Developers or sponsors syndicate a real estate deal by forming a company to handle the development of a single project. Only savvy professionals should start these companies as general partner.  

  • These are usually structured as limited partnerships or limited liability companies 
  • Fees help pay the sponsor and offset his/her risk in the venture 
  • Returns can be high, but so is the risk 
  • These have significant tax advantages 

A good sponsor knows how to properly structure and market a company. Investors, likewise, should be diligent about researching the opportunity before they invest. 

How Do You Start to Syndicate a Real Estate Deal?  

Real estate syndications usually start one of two ways. Developers need money to fund the development of their property. On the other hand, sponsors look for opportunities to promote and then find people to invest. Either way, you must know the market and how to sell your proposal. Let’s look at generic steps you need to take: 

  • Pick the property to develop – you must be able to decide if the investment will make money 
  • Plan properly – choose a strategy that meets the purpose and goals of your investment 
  • Perform an investment analysis of the property – you must know if it is realistic to expect a profit from the deal 
  • Find potential investors and sell them on your project 
  • Form the corporation and begin work on the project 

It is critical to perform a thorough financial analysis for the property. No investor will give you money unless you can show them how you will bring them a good return. So, do your homework and then sell. Whether you are a sponsor or developer, you must wear a lot of hats and do everything well.1  

Operating Agreement  

The operating agreement is a legal document. It defines the rights and obligations of the manager and investors. It includes the elements of purchase, management, and risk that may influence an investor’s decision. Parts of a good operating agreement should include: 

  • The syndicate’s purpose and objectives 
  • Member contributions and distributions from financing and sale 
  • Membership classes 
  • Compensation considerations for officers, managers, and professional services 
  • Assignment of interest, termination of membership, and buyout options 
  • Dissolution of operations 

You must construct this document carefully so that legal problems and confusion won’t happen later.2  

Apartment Syndication 

Apartment syndication is a category of the larger industry. It works like other single-asset deals, but the professionals involved may be different than in other transactions. Generally, these will be either: 

  • Short-term – renovate and sell 
  • Long-term – find tenants and manage the property 

For the first case, you need a good construction team to manage the renovation. You also need a sales team experienced in selling apartment buildings. For the second case, you need to hire a good property manager to oversee the day to day operations of the building. You need very different professionals depending on what the goals of the syndicate are.  

Syndication Fees  

Syndication fees compensate sponsors for their work and the increased risk they incur. Each deal is different, and fees vary widely. Most fees are associated with the structure and management of the syndicate. Some common fees include: 

  • Acquisition fees 
  • Ownership interests 
  • Asset management 
  • Share of operational cash flows, financing proceeds, or sales proceeds 

Sponsors may also get real estate commissions. A sponsor is a general partner in the arrangement. He/she takes the most risk, and fees are one way they can alleviate some of that risk.  
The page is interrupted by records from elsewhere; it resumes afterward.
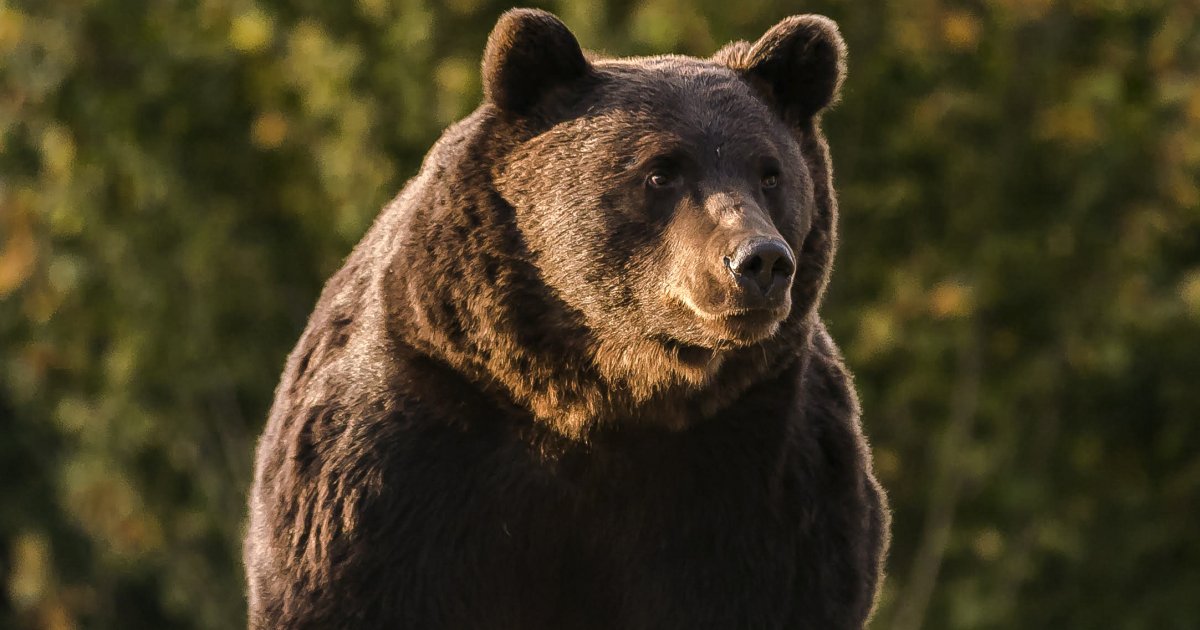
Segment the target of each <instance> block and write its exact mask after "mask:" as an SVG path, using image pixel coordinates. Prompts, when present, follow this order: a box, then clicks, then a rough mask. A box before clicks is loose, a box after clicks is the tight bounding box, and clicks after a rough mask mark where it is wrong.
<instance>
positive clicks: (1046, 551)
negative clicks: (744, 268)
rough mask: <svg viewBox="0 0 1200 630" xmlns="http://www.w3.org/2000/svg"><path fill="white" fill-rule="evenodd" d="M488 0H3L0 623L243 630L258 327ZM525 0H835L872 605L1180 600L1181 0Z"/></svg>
mask: <svg viewBox="0 0 1200 630" xmlns="http://www.w3.org/2000/svg"><path fill="white" fill-rule="evenodd" d="M509 6H510V5H508V4H504V2H496V1H488V0H448V1H445V2H433V1H426V0H346V1H341V2H330V1H326V0H154V1H149V0H142V1H139V0H25V1H13V0H0V628H20V629H25V628H29V629H74V628H95V629H137V628H180V629H228V628H238V626H244V624H245V620H244V614H245V599H244V590H242V589H244V583H242V576H241V566H240V559H239V558H240V539H241V529H242V524H244V518H245V500H246V488H247V484H248V479H250V475H251V462H252V450H253V446H254V440H256V437H257V434H258V432H259V430H260V427H262V424H263V421H264V418H265V413H266V408H268V404H269V402H270V398H271V395H272V389H274V386H275V384H276V380H277V378H278V374H280V371H281V368H282V366H283V360H284V356H286V354H287V353H288V350H289V349H290V347H292V344H293V343H294V342H295V340H296V337H298V336H299V334H300V331H301V329H302V326H304V324H305V320H306V318H307V316H308V312H310V310H311V308H312V306H313V304H314V300H316V298H317V294H318V290H319V288H320V286H322V283H323V281H324V280H325V278H326V277H328V276H329V275H330V274H332V271H335V270H336V269H337V268H338V265H340V262H341V260H342V258H343V257H344V256H346V254H347V253H348V252H349V251H350V248H352V247H353V245H354V244H355V241H356V240H358V239H359V238H360V236H361V235H362V233H364V232H365V229H366V228H367V226H368V223H370V222H371V220H372V218H373V216H374V215H376V212H377V210H378V209H379V208H380V205H382V204H383V203H384V202H385V200H388V199H389V198H390V197H391V196H392V194H395V193H396V191H397V190H398V188H400V187H401V186H402V184H403V182H404V180H406V179H407V178H409V176H412V175H413V174H414V172H415V170H416V168H418V166H419V162H420V160H421V157H422V156H424V155H425V152H426V150H427V149H428V146H430V145H431V143H432V142H433V140H434V139H436V138H437V137H438V134H439V133H440V131H442V130H443V128H444V127H445V126H446V125H448V124H450V122H451V121H454V120H456V119H458V118H461V116H463V115H464V114H467V113H468V112H469V110H470V109H473V108H474V107H475V106H476V104H478V102H479V98H480V86H479V73H478V66H479V59H480V55H481V52H482V47H484V42H485V40H486V36H487V32H488V31H490V29H491V26H492V25H493V24H494V20H496V18H497V16H498V14H499V13H500V12H502V11H503V10H505V8H508V7H509ZM546 8H550V10H551V11H554V12H556V13H558V14H559V16H562V17H563V18H564V20H565V22H566V23H568V24H569V25H570V26H571V28H572V29H574V30H575V32H576V34H577V36H578V37H580V40H581V42H582V43H583V44H584V46H586V47H588V48H593V49H596V50H601V52H606V53H610V54H614V55H618V54H619V55H631V54H655V53H665V52H677V53H686V54H695V55H709V54H712V53H713V52H715V50H716V49H718V48H719V47H720V46H721V44H724V43H725V42H727V41H730V40H737V38H745V40H754V38H756V37H757V36H758V35H761V34H762V32H763V31H764V30H766V29H767V28H768V26H770V25H772V24H774V23H775V22H776V20H778V19H780V18H782V17H784V16H787V14H791V13H799V12H820V13H826V14H828V16H830V17H833V18H835V19H836V20H838V22H839V23H840V24H841V29H842V32H844V34H845V37H846V40H847V42H848V46H850V52H851V58H850V74H848V80H847V83H846V88H845V94H844V98H842V103H841V104H840V106H839V107H838V108H836V109H834V110H833V112H832V113H829V114H828V115H827V116H826V127H827V130H828V133H829V137H830V142H832V146H833V152H834V160H835V166H836V184H838V188H839V190H840V198H841V208H842V229H841V233H842V245H841V251H840V257H839V260H838V269H836V271H835V274H834V280H833V284H832V289H830V294H829V299H828V302H827V306H826V308H824V314H826V317H827V319H828V322H829V324H830V328H832V329H833V331H834V335H835V337H836V340H838V341H839V342H840V343H841V346H842V348H844V349H845V352H846V358H847V360H848V362H850V365H851V367H852V368H853V371H854V372H856V374H857V377H858V384H859V388H860V392H862V398H863V407H864V409H865V414H864V420H865V425H866V430H868V432H869V434H870V436H871V439H872V445H874V449H875V457H876V466H877V470H878V474H880V478H881V480H882V482H883V484H884V486H886V487H887V488H888V491H889V493H890V497H892V505H893V508H894V510H895V516H894V526H895V527H894V538H893V545H892V554H890V559H889V563H888V572H889V577H888V581H887V586H886V589H884V593H883V598H882V601H881V607H880V611H878V614H877V616H876V618H875V622H874V624H872V629H874V630H916V629H955V630H959V629H1014V628H1020V629H1121V630H1134V629H1156V630H1163V629H1168V630H1170V629H1195V628H1200V5H1198V4H1196V2H1194V1H1190V0H1174V1H1172V0H1157V1H1156V0H1144V1H1133V0H1070V1H1064V2H1054V1H1051V0H973V1H972V0H912V1H904V2H900V1H895V2H881V1H877V0H854V1H850V0H841V1H838V0H826V1H812V2H803V4H802V2H794V4H790V2H772V1H768V0H738V1H730V0H701V1H685V0H648V1H643V2H631V1H613V2H600V1H593V0H563V1H559V2H552V4H550V5H546Z"/></svg>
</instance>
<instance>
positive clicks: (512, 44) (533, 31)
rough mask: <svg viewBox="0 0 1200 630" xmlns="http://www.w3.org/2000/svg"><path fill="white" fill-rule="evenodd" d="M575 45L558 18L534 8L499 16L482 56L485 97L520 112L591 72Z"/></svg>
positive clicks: (523, 111)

Returns vary across projects. It depends on many factors, including the property type, investor class, renovation expenses, and the overall risk. Generally, though, look for the following payouts: 

  • 6% – 10% cash-on-cash return annually 
  •  17% – 19% internal rate of return, including profits from the sale of the property 
  • The minimum investment is usually $50,000 

Returns can be high. They can also include a steady income based on rents. These investments are also illiquid and risky.

Syndication Costs for tax purposes  

Real estate syndications offer investors several tax advantages. The structure, mortgage interest deductions, depreciation, and net operating losses (NOLs) all contribute to making these tax-efficient investments.  

A properly structured syndicate is a limited partnership or limited liability company. Both are pass-through entities that avoid double taxation. This feature lets you claim depreciation and loan interest deductions. 

Investment properties are a great way to shelter income with interest payments. You cannot deduct principal payments, but you can deduct the interest. In most cases, this offsets much of the property’s income. 

The government allows investors to deduct a portion of their depreciable basis (usually the sale price minus the land value) from cash flow. The depreciation schedule depends on the type of property. It is 39 years for office buildings and 27.5 years for apartments.3  

Final Thoughts on How to Syndicate a Real Estate Deal 

If you want to syndicate a real estate deal, as a sponsor, you must know the market very well. You must find the property, structure the deal, market and sell the proposal to investors, and deal with the management of the project. You can charge fees that pay you for your services and offset your risk. However, you should never undertake this without a lot of experience with commercial properties. 

For passive investors, this may be a good way to diversify your portfolio. Returns are often high, the property can produce an income stream, and there are significant tax advantages. However, it is a single asset. This poses significantly more risk than other investments. Therefore, you should carefully study your options before you invest.